While this particular bank was offline for repairs and maintenance, the water passing through others in operation would eventually make their way into the atmosphere as droplets in cumulus humilis clouds. The same happened at the three hundred other cloud towers. The clouds coming from the Drop Kingdom's cloud towers traveled on the winds generated by the Windmill Kingdom's windmills. That was how the two kingdoms worked together to distribute fresh water across the hollow interior of the Wonder Planet in the form of precipitation.

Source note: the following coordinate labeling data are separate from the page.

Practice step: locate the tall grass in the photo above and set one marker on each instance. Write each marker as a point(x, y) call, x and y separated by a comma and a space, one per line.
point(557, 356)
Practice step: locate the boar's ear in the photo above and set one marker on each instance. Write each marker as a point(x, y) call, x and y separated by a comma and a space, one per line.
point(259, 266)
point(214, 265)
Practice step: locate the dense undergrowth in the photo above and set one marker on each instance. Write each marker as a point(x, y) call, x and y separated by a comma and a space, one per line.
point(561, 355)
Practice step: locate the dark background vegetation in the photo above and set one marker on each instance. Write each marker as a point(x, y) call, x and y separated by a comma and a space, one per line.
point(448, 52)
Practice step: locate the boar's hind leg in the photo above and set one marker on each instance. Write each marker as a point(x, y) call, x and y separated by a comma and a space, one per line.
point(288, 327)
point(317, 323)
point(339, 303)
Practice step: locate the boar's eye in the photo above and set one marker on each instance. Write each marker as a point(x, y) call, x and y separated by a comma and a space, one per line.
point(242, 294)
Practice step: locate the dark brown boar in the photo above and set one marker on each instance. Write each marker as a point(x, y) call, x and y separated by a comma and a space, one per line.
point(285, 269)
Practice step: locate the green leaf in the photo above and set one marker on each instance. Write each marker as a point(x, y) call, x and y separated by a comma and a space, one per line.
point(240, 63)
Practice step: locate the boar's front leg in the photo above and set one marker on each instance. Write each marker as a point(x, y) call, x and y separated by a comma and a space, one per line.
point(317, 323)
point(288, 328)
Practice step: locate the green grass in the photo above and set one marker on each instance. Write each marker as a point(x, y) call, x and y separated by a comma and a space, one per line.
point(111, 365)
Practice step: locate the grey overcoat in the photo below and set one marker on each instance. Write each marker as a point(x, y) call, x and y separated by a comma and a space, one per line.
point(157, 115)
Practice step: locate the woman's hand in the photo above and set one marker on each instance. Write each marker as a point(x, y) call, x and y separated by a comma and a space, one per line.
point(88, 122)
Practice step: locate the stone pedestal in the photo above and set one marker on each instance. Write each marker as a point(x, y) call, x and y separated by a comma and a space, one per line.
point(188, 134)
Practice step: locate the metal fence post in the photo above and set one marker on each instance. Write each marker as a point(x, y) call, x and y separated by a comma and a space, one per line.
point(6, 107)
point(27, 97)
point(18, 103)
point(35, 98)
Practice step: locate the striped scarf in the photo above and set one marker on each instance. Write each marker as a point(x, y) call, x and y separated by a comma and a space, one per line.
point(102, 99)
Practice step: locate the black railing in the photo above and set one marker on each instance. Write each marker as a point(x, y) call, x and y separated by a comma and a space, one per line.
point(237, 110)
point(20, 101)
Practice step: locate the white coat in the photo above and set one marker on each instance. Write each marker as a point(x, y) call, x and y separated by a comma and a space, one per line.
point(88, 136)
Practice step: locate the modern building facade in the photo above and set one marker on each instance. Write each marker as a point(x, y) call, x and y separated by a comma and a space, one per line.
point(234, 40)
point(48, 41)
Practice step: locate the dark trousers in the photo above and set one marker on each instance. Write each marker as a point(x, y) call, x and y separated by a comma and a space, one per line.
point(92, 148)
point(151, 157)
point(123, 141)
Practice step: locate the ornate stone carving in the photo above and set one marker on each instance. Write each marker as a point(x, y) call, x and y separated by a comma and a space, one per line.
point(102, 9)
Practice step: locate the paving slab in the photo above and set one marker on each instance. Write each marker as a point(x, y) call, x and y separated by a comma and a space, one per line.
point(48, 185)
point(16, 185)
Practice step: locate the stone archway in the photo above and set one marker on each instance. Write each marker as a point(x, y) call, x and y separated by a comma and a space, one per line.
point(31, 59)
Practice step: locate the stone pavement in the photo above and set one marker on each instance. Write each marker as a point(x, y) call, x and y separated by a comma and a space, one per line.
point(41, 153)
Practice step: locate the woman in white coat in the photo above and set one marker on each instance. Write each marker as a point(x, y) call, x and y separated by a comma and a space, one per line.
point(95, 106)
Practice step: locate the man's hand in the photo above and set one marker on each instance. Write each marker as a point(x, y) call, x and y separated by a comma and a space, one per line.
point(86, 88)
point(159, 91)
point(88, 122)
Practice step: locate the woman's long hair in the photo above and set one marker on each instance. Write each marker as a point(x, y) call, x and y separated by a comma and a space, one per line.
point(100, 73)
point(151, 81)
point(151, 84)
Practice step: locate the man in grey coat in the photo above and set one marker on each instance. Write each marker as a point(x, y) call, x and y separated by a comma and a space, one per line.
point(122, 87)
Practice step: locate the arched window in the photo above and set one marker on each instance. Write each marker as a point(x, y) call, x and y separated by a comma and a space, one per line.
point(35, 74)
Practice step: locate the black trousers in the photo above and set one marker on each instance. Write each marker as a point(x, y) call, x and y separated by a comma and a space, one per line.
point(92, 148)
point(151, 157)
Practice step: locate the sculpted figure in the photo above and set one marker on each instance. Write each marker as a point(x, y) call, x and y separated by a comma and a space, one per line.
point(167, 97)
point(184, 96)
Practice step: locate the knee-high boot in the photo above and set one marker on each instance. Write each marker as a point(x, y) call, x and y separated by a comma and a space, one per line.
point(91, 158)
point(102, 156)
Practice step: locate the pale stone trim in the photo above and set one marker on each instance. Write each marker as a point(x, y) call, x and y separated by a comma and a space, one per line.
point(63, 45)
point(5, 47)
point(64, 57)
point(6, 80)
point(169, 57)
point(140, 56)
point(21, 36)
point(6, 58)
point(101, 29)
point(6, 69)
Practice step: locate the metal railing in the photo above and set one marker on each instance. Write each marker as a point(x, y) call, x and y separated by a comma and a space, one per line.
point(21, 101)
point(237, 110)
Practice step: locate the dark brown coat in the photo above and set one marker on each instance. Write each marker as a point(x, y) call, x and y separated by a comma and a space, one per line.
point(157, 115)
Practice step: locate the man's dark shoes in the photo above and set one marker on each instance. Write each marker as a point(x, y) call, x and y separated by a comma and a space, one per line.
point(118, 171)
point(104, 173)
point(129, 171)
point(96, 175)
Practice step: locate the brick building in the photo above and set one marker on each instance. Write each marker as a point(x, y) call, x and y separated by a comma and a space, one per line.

And it was all made possible by the highly skilled engineers overseeing and maintaining those cloud towers and windmills. While selected for being brighter and showing more ingenuity than most, they were ordinary people at heart. They would go home to families, enjoy sports—or some other form of entertainment, had aspirations for the future, indulged naïve presumptions, and delivered hard-earned wisdom. If not for their peculiar product, they could workers in any kind of factory.

Their work was given little thought by the general public of the Wonder Planet—this odd little world where its people live inside its hollow shell—though. When watching the wind rustle the leaves of trees and make waves on a lake or clouds passing overhead and dropping rain or snow, people rarely thought of the workers who made it possible.

About the only time anyone cared the Wonder Planet's weather was a product of industry and not nature was when something went wrong.